1964 & 1965 Official Guidebook Entries


The description of this exhibit from the 1964 Official Guide Book

Cover- 1964 Guidebook

The description of this exhibit from the 1965 Official Guide Book

Cover - 1965 Guidebook

The location of this exhibit on the 1964 Official Souvenir Map

Cover - 1964 Official Souvenir Map

"SANTA MARIA"

A full-sized replica of the flagship of Christopher Columbus' discovery fleet is moored at the end of a 15th Century-style floating Spanish wharf. Termed by the exhibitors "Space Ship - 1492," this Santa Maria is the product of a distinguished intercontinental collaboration that insured authenticity. Her architect was Jose Maria Martinez-Hidalgo, curator of the Maritime Museum of Barcelona, Spain; his consultant was Colonel Howard I. Chapelle, chief of the Naval and Transportation Section of the Smithsonian Institution in Washington.
* Admission: adults, $1.00; children 6 to 12, 50 cents; children under 6 free.
Highlights 
LIFE OF THE EXPLORER. In settings along the wharf, 12 dioramas trace the life of Columbus from his youth to his return to Barcelona after discovering the New World. The dioramas were designed by the scenic department of the Barcelona Opera House.
CASTLE AT THE PIER. The entrance to the 180-foot-long pier is a simulated castle gangway, reached by a drawbridge. Within are Old World shops; the sounds of crowds and chanteys mingle with the smells of the exotic spices Columbus sought in his travels.
THE SHIP. Ninety feet long, weighting 110 tons, the vessel was constructed in Barcelona after years of research in museums and naval archives, and brought to the United States on the deck of a freighter. Her sails and flags were woven on 15th Century looms, the iron and armament wrought on 15 Century forges. The crew is represented by 18 life-sized sculptured figures. Columbus in his cabin talks with Captain Pinzon of the Pinta. Some crewmen crowd around the stove; others and watch in the crow's-nest, or hoist sail.

"SANTA MARIA"

A full-sized replica of Columbus' flagship is moored at the end of a 15th Century Spanish wharf.

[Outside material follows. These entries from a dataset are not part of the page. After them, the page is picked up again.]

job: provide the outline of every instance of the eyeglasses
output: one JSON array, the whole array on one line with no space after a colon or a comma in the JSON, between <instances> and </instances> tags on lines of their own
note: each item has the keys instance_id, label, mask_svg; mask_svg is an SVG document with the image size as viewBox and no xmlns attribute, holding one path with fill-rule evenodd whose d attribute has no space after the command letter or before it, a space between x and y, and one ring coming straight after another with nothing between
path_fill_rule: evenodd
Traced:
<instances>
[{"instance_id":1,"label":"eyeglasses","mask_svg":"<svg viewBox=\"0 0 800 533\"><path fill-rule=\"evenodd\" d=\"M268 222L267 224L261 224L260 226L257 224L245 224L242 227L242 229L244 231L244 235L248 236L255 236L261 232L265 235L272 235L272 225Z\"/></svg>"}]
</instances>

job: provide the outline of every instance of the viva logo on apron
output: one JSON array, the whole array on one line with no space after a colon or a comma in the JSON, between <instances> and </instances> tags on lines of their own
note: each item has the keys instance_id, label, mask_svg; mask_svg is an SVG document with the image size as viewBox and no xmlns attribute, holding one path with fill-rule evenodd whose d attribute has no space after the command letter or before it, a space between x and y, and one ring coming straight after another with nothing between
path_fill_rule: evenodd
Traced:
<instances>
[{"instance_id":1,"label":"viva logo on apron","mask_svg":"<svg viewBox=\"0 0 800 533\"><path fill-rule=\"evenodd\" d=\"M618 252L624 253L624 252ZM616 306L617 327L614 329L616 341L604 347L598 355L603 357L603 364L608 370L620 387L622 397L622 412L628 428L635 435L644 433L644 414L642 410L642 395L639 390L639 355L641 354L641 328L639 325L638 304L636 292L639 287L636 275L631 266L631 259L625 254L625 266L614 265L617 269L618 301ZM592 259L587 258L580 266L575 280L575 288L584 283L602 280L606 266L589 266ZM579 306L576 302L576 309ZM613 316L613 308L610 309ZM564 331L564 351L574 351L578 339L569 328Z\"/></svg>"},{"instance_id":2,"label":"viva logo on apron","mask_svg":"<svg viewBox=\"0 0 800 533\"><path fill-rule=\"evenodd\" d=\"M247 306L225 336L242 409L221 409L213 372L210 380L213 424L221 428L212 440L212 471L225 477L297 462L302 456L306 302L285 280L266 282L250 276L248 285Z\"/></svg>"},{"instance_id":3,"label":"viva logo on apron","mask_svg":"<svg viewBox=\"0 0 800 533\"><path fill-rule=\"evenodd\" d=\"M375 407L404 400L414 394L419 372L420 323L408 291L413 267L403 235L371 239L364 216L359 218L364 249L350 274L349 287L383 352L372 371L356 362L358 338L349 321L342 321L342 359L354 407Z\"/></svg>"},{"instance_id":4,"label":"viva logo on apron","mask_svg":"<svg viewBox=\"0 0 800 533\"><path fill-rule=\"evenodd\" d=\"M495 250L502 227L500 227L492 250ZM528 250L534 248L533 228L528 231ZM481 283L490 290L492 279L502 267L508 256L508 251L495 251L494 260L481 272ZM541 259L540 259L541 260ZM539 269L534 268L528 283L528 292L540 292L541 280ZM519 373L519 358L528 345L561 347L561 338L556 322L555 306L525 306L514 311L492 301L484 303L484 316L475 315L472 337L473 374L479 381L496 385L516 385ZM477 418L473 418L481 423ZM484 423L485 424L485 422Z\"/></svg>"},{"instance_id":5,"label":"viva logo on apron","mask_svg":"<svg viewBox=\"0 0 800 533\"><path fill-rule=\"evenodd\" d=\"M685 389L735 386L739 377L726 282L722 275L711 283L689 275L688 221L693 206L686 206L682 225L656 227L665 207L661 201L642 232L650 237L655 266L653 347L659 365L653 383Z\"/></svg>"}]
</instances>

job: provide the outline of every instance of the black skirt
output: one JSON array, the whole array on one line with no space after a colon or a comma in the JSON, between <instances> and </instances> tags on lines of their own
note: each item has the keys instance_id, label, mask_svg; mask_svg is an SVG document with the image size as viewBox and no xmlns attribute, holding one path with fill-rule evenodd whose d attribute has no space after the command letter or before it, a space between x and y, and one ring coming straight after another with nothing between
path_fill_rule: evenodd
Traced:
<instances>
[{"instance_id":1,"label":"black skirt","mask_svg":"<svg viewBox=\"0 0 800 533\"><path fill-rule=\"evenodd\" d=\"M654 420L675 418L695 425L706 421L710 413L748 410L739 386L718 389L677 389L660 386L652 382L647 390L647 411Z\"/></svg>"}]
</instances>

The 110-ton ship was built in Spain. Her authenticity is the result of patient research by museum curators in Barcelona and Washington, D.C. Life-sized figures represent Columbus and his crew.

CASTLE PIER. The 180-foot floating pier is entered over a drawbridge through a castle gateway. Twelve dioramas trace Columbus' life from his youth to his return after discovering the New World.

Admission: adults, $1.00; children 6 to 12, 50 cents; children under 6, free.